Im gesamten Roman gibt es eigentlich
unter den Stars und Sternchen niemanden, der wirklich etwas kann,
sondern fast nur Menschen der Sorte „so tun als ob“. Echt wirken
hier nur die Leute ganz hinten hinter den Kulissen, die, die es nie
die Schlagzeilen schaffen, was Linas Meinung vonwegen „man muss den
Leuten da draussen nur ne grandiose Show bieten“ vollends bestätigt
und meiner Meinung nach ein wenig beängstigend ist. Denn ich glaube,
dass sich hier auch im letzten Jahrzehnt nicht wirklich was geändert
hat: aber wollen wir wirklich so oberflächlich sein, dass es uns nur
interessiert, wie sich irgendjemand gibt, aber nicht, wie er
tatsächlich ist? Wieso lästern wir beim Friseur lieber über uns
eigentlich total fremde Menschen aus dem bunten Blätterwald anstatt
uns mit ihm über das Stadtfest zu unterhalten (oder ziehen über die
angeblich ach so miesen Arbeitsbedingungen bei Amazon her anstatt ihn
zu fragen, wie hoch denn sein Stundenlohn ist)?
Von daher erzählt „Hochgefickt“
zwar in erster Linie eine sehr oberflächliche Geschichte, zeigt aber
auch auf, welche Abgründe sich hinter dieser medial werbeträchtitg
aufgearbeiteten Oberflächlichkeit verbergen.

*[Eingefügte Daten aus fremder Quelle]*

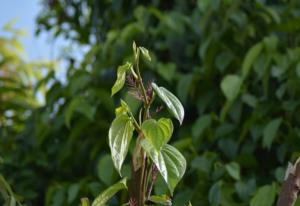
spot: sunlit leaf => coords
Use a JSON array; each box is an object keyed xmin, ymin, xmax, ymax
[
  {"xmin": 139, "ymin": 47, "xmax": 151, "ymax": 61},
  {"xmin": 92, "ymin": 178, "xmax": 127, "ymax": 206},
  {"xmin": 152, "ymin": 83, "xmax": 184, "ymax": 124},
  {"xmin": 149, "ymin": 195, "xmax": 172, "ymax": 206},
  {"xmin": 111, "ymin": 62, "xmax": 131, "ymax": 96},
  {"xmin": 108, "ymin": 114, "xmax": 134, "ymax": 175},
  {"xmin": 142, "ymin": 118, "xmax": 173, "ymax": 151},
  {"xmin": 141, "ymin": 139, "xmax": 186, "ymax": 195}
]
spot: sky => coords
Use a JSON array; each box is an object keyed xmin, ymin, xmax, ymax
[{"xmin": 0, "ymin": 0, "xmax": 61, "ymax": 60}]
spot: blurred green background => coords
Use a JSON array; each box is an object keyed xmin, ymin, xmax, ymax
[{"xmin": 0, "ymin": 0, "xmax": 300, "ymax": 206}]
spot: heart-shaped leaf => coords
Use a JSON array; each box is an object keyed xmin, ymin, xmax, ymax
[
  {"xmin": 92, "ymin": 178, "xmax": 127, "ymax": 206},
  {"xmin": 152, "ymin": 83, "xmax": 184, "ymax": 124},
  {"xmin": 111, "ymin": 62, "xmax": 131, "ymax": 96},
  {"xmin": 142, "ymin": 118, "xmax": 173, "ymax": 151},
  {"xmin": 141, "ymin": 139, "xmax": 186, "ymax": 195},
  {"xmin": 108, "ymin": 114, "xmax": 134, "ymax": 175},
  {"xmin": 139, "ymin": 46, "xmax": 151, "ymax": 61}
]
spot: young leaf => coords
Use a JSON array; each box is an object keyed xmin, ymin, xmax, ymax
[
  {"xmin": 92, "ymin": 178, "xmax": 127, "ymax": 206},
  {"xmin": 108, "ymin": 114, "xmax": 134, "ymax": 175},
  {"xmin": 141, "ymin": 139, "xmax": 186, "ymax": 195},
  {"xmin": 139, "ymin": 47, "xmax": 151, "ymax": 61},
  {"xmin": 149, "ymin": 195, "xmax": 172, "ymax": 206},
  {"xmin": 111, "ymin": 62, "xmax": 132, "ymax": 96},
  {"xmin": 115, "ymin": 99, "xmax": 131, "ymax": 116},
  {"xmin": 152, "ymin": 83, "xmax": 184, "ymax": 124},
  {"xmin": 142, "ymin": 118, "xmax": 173, "ymax": 151}
]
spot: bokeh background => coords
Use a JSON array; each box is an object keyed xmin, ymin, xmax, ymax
[{"xmin": 0, "ymin": 0, "xmax": 300, "ymax": 206}]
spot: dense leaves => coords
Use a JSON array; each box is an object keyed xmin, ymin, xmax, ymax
[{"xmin": 0, "ymin": 0, "xmax": 300, "ymax": 206}]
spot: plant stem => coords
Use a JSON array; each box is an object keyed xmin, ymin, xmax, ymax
[
  {"xmin": 133, "ymin": 47, "xmax": 151, "ymax": 206},
  {"xmin": 136, "ymin": 51, "xmax": 148, "ymax": 105}
]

Durch ihre offene Art
wurde mir Jacqueline im Laufe der Geschichte immer sympathischer,
auch wenn ich ihren schlussendlichen „Lösungsansatz“ etwas
überzogen fand; zudem erschien sie mir mit etwas zuviel Kalkül und
Raffinesse ausgestattet. Das passte zwar einerseits zur knallharten
Geschäftsfrau, als welche sie sich später entpuppte, aber nicht so
recht in diese Regenbogenpressewelt, da Jacquelines Pläne eigentlich
auch immer aufgingen. Teilweise fragte ich mich da schon, warum die
Boulevardmedien manchmal nicht noch etwas kräftiger im Dreck gewühlt
haben. Denn prinzipiell passierte hinter Linas Rücken nichts, was
sie nicht so beabsichtigt gehabt hätte. Da erschien mir die
Geschichte manchmal doch etwas zu glatt – man muss Jacqueline aka
Lina aber auch zugute halten, dass sie sich des Öfteren auch selbst
wunderte, wie reibungslos manche Aktionen über die Bühne gingen.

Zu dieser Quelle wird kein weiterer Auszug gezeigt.